Inside look: YPG facility tests military aerial delivery tech advancements
Airborne Test Force at Yuma Proving Ground
YUMA, Ariz. (KYMA) - The Airborne Test Force (ATF) is a small fraction of the Department of Defense but it plays a significant role in military combat.
In the middle of combat, the most efficient way to supply soldiers with equipment is to airdrop it by parachute.
ATF Chief Warrant Officer, Travus Heffernan, said, “[The parachute] goes out the aircraft and lands. The soldier de-rigs it. Takes the parachute off... they get into it and drives away.”
On the daily, ATF works to further advance technology to airdrop supplies to soldiers at war.
At YPG, parachute systems are repaired, prepped, and pushed to the extreme by ATF jumpers.
Parachute riggers ensure the systems are packed and rigged properly by the book.
From stitching every thread with precision to single-handedly untangling each nylon cord, the devil is in the details when packing each of the military parachutes.
Riggers say there’s no room for error.
Heffernan said, “Because of the layers of safety, [jumpers never] wear the parachute until it's been dropped out of an aircraft on a mannequin hundreds of times.”
Overload tests using the theory of airdrop are conducted to increasingly challenge the amount of weight a parachute can hold.
Some capable of carrying cargo heavy as an adult hippo.
Parachute rigger, Terry Horseman, said, “[One parachute system] is capable of holding about 5,000lbs of cargo to the ground.”
Jumper and parachute rigger, Sgt.

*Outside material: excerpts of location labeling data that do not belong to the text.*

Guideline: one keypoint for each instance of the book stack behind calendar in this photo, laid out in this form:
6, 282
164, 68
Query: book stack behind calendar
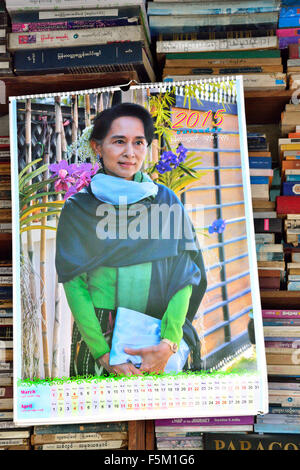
288, 203
288, 31
90, 436
282, 346
268, 238
187, 433
91, 36
5, 56
201, 40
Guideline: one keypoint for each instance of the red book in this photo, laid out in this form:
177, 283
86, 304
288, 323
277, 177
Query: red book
272, 283
287, 205
294, 51
294, 135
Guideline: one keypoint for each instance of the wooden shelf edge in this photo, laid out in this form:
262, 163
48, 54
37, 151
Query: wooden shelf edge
280, 299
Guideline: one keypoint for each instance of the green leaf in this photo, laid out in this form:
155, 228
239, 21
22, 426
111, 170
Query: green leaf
27, 167
37, 227
40, 215
32, 174
26, 200
34, 207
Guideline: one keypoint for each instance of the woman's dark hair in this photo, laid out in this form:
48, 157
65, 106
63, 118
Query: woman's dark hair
103, 120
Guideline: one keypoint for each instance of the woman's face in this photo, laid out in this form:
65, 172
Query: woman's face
124, 148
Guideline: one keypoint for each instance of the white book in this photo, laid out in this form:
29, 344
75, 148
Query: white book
265, 215
257, 81
233, 44
70, 38
21, 5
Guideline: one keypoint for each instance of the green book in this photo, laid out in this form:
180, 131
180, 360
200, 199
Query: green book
264, 53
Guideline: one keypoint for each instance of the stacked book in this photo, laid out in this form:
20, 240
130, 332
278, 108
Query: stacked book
80, 36
268, 237
288, 24
188, 433
195, 41
282, 346
5, 56
288, 203
90, 436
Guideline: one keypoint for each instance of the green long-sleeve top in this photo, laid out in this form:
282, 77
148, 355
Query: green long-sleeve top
97, 289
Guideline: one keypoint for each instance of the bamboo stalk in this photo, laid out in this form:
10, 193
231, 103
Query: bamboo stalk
30, 327
87, 111
57, 304
42, 268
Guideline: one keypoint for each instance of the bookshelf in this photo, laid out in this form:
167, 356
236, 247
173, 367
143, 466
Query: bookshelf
261, 108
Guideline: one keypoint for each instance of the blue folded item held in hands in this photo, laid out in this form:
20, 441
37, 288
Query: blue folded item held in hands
137, 330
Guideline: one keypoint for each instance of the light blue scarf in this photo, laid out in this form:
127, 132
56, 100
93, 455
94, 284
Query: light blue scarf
112, 190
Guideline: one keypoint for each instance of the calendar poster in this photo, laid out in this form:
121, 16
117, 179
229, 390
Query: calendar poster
135, 285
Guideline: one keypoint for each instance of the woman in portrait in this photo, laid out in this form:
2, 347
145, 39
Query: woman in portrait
111, 252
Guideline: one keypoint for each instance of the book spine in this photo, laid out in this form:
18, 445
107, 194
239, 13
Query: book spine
288, 204
287, 12
290, 189
294, 51
290, 22
72, 58
165, 47
186, 9
40, 5
268, 225
284, 43
75, 38
287, 32
260, 162
280, 313
70, 24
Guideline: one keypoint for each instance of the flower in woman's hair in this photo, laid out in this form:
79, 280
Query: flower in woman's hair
218, 226
181, 153
63, 181
56, 167
72, 190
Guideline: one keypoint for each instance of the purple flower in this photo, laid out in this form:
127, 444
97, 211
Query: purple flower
218, 226
56, 167
71, 178
63, 181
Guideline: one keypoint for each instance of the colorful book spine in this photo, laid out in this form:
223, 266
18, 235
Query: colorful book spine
280, 313
287, 205
232, 44
287, 12
205, 421
71, 24
19, 5
260, 162
289, 22
198, 9
101, 58
285, 42
288, 32
74, 38
290, 189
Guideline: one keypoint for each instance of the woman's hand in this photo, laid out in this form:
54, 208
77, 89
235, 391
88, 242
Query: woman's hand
120, 369
154, 358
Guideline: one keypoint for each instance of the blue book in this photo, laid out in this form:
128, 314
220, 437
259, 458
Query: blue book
293, 286
260, 162
174, 8
287, 11
284, 42
290, 188
277, 428
292, 178
259, 179
289, 22
98, 58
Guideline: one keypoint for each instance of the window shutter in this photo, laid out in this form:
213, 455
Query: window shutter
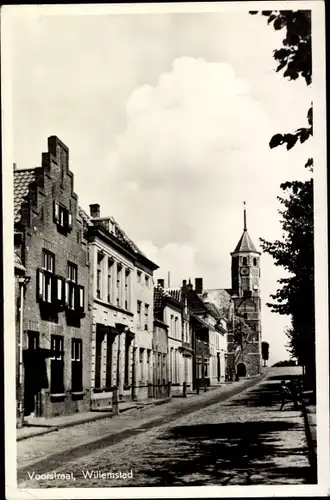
74, 296
59, 289
56, 212
66, 293
81, 297
40, 284
69, 221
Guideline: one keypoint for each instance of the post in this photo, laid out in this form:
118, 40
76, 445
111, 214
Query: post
115, 401
20, 365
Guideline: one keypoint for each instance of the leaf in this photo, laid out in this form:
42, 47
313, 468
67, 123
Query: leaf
281, 66
290, 140
271, 18
279, 23
309, 163
276, 140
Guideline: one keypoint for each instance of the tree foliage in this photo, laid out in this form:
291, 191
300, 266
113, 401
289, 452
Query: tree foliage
295, 57
265, 351
295, 252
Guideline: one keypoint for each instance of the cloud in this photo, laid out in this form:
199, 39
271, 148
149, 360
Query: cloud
187, 154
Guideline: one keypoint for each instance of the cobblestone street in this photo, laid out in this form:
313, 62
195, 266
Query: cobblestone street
242, 440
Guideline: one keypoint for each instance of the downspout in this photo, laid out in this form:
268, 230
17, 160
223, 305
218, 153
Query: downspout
22, 283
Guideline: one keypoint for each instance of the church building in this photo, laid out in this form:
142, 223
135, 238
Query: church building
245, 294
242, 308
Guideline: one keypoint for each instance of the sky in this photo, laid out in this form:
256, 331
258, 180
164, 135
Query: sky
168, 119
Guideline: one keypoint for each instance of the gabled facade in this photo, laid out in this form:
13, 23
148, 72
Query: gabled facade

Steve Lehoux, said, “[The parachute system] feels weightless once you’re actually in freefall.”
As tensions rise between the U.S. and Iran, there’s no telling how long troops will be deployed in the Middle East.
Heffernan believes airdrops will eventually be necessary if the deployment is extensive.

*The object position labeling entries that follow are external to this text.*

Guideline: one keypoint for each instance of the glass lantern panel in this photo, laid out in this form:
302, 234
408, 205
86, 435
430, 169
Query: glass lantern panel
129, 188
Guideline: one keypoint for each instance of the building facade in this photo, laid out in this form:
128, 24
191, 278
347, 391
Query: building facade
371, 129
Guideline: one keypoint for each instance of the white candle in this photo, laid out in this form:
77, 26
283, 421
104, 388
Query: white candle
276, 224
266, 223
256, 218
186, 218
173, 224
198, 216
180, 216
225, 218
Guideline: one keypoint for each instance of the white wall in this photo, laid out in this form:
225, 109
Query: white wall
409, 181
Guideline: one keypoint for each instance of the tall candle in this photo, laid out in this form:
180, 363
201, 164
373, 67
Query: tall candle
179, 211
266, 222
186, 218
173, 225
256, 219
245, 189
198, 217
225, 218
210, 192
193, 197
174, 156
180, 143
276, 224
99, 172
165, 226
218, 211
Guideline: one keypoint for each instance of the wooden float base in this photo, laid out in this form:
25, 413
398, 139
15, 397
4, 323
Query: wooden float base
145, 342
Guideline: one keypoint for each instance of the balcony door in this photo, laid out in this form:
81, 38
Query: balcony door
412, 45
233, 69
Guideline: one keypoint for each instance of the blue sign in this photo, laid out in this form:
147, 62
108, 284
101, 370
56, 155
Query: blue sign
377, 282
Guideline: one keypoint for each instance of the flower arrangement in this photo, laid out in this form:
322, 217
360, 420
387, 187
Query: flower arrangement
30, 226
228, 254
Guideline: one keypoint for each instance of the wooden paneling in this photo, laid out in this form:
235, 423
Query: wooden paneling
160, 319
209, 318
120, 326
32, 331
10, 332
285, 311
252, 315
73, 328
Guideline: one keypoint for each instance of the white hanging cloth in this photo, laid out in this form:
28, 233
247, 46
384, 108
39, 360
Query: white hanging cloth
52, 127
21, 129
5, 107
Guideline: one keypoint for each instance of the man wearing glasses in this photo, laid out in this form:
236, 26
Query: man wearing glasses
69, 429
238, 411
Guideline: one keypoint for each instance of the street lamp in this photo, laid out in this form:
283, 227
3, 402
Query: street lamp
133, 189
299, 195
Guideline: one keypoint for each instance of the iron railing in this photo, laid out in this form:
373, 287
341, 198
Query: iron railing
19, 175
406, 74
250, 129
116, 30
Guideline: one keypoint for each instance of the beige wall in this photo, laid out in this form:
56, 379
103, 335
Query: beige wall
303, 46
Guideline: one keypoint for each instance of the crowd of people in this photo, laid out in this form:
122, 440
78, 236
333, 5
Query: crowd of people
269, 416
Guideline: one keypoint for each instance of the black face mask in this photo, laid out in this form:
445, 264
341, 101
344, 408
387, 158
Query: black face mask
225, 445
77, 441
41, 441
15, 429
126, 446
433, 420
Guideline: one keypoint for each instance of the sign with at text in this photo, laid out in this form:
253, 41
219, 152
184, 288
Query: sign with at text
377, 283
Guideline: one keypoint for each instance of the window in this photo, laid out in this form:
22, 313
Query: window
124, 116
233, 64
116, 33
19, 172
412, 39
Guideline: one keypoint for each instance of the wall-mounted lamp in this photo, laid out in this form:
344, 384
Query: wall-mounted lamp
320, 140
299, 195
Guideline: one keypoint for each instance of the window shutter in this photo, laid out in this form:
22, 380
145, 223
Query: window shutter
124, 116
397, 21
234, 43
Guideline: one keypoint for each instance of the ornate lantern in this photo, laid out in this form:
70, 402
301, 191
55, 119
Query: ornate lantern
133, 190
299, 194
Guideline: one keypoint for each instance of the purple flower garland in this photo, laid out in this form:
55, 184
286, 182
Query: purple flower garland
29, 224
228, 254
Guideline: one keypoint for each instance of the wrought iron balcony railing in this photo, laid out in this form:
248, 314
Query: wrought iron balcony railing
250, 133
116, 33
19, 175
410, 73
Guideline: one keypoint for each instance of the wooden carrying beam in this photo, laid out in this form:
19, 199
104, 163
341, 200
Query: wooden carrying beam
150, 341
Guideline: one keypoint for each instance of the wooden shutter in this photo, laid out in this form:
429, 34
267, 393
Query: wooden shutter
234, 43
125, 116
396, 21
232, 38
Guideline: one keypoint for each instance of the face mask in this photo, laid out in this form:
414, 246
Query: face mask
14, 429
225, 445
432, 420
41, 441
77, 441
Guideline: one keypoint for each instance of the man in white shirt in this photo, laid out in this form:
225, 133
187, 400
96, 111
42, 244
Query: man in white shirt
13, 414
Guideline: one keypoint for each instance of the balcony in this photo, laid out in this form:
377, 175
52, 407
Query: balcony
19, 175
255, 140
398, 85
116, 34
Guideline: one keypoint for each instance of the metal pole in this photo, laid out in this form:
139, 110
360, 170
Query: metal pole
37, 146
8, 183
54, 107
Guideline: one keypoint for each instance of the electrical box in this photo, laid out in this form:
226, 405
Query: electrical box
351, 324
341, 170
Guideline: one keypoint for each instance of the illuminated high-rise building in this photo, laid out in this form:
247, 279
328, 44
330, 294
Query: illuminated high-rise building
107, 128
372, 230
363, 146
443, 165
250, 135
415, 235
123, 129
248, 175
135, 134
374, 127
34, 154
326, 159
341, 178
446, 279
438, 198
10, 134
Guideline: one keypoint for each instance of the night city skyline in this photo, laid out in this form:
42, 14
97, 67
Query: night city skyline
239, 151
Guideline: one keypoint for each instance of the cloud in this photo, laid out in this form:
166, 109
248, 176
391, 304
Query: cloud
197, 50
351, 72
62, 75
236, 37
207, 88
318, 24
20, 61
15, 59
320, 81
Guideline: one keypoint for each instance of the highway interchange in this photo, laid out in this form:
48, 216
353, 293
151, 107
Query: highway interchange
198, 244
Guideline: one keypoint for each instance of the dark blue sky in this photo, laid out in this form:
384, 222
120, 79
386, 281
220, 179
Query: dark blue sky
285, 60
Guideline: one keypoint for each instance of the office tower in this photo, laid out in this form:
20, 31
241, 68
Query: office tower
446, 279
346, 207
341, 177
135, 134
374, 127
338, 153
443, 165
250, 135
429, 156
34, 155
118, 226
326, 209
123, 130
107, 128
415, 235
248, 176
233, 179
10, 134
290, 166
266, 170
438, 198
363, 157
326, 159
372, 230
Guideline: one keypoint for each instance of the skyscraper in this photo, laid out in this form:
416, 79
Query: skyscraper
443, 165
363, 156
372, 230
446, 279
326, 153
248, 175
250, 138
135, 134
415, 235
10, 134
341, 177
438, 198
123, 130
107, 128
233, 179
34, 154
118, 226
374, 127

“The next waves that will go out there if they go forward and vehicles can't resupply [soldiers] that's when we come into play and we'll bring [supplies] via airdrop,” Heffernan said.
“[Soldiers] wouldn’t have any food, water, [or] ammunition if it wasn’t for us being able to airdrop into locations where they don’t have access to trucks or convoys," said Lehoux.
The testing of airborne equipment can take up to ten years in some cases.
However, depending on the level of urgency, a parachute tested at YPG can be expedited and on the battlefield within months.